Last summer, the number of tourists has fallen
sharply in Syria, as a result of the political unrest over last year. Tourism
specialists belief that a great number of tourists will find their way to other
countries, They believe that, in the long run tourists’ taste may change away
from Syria. In response, hotel owners in Syria started to invest in converting
their hotels into family housing units, however; this work is expected to be
finished only in the long run.
Given the above facts, use a graphical
illustration and a brief explanation to show the following on the same
figure:
1.
Hotelling
market initial equilibrium.
2.
The
short run effects on both the demand and the supply sides, if any.
3.
The
effect of the rationing function of the price mechanism
4.
The
long run effects on both the demand and the supply sides, if any
5.
The
effect of the allocative function of the price mechanism.
6.
The
final equilibrium of the hoteling market of Syria.
The Answer:
1.
Initial equilibrium at E1, at P1 and Q1.
2.
In the short run demand decreases, shown as a shift from D1
to D2, with no change on the supply side. The result is a surplus of
Q1-Q3.
3.
The surplus causes the price to fall, where the rationing function
takes place as the quantity demanded increases and the quantity supplied
decreases in response to the price fall, until the market reaches a new
equilibrium at E2.
4.
In the long run, the supply is expected to decrease, shown as a
shift of S1 to S2, as a result of the conversion of some
hotels to residential housing.

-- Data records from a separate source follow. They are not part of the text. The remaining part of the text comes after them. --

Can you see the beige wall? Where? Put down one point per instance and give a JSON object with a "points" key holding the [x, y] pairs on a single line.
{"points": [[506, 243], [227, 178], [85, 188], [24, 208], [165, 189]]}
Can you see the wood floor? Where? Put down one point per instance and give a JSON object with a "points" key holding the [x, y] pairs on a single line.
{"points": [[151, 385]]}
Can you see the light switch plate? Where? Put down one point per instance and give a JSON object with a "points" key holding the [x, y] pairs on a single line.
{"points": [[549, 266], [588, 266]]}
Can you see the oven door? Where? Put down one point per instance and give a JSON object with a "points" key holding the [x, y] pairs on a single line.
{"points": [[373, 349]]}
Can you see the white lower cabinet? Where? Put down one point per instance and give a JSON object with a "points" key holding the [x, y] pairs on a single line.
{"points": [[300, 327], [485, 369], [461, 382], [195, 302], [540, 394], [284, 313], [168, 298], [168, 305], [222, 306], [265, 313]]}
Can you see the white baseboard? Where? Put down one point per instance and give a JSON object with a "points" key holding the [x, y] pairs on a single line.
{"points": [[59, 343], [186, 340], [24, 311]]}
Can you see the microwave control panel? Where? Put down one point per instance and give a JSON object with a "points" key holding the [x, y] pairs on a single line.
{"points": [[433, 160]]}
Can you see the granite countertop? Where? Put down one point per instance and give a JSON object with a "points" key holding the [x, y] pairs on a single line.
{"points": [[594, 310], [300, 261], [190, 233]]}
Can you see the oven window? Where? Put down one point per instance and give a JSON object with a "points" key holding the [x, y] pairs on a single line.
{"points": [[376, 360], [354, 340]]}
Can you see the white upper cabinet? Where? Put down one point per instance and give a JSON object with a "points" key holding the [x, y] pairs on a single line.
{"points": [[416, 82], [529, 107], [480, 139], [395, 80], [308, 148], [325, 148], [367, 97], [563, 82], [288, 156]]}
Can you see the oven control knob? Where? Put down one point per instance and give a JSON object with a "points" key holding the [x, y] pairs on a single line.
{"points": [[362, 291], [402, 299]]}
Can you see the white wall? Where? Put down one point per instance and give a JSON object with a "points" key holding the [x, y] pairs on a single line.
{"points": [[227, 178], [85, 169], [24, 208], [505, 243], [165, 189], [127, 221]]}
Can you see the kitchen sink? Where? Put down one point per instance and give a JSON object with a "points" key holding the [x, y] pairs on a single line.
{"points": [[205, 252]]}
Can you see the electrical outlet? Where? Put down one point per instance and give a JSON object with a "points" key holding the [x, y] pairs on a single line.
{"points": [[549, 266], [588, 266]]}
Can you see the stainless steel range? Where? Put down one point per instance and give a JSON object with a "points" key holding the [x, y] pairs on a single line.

The demand increases in the long run, but will
not reach its level before the political unrest as experts believed.
5.
The allocative function works on both sides of the market, the
decrease in demand for hotel services and the decrease in supply will cause
resource to move away from hoteling sector toward the residential housing
sector to provide the needed services to the growing sector.
6.
The final equilibrium will be at a higher price level than the
initial level, because demand will not return to its initial level, while
supply is less than it was in the initial equilibrium.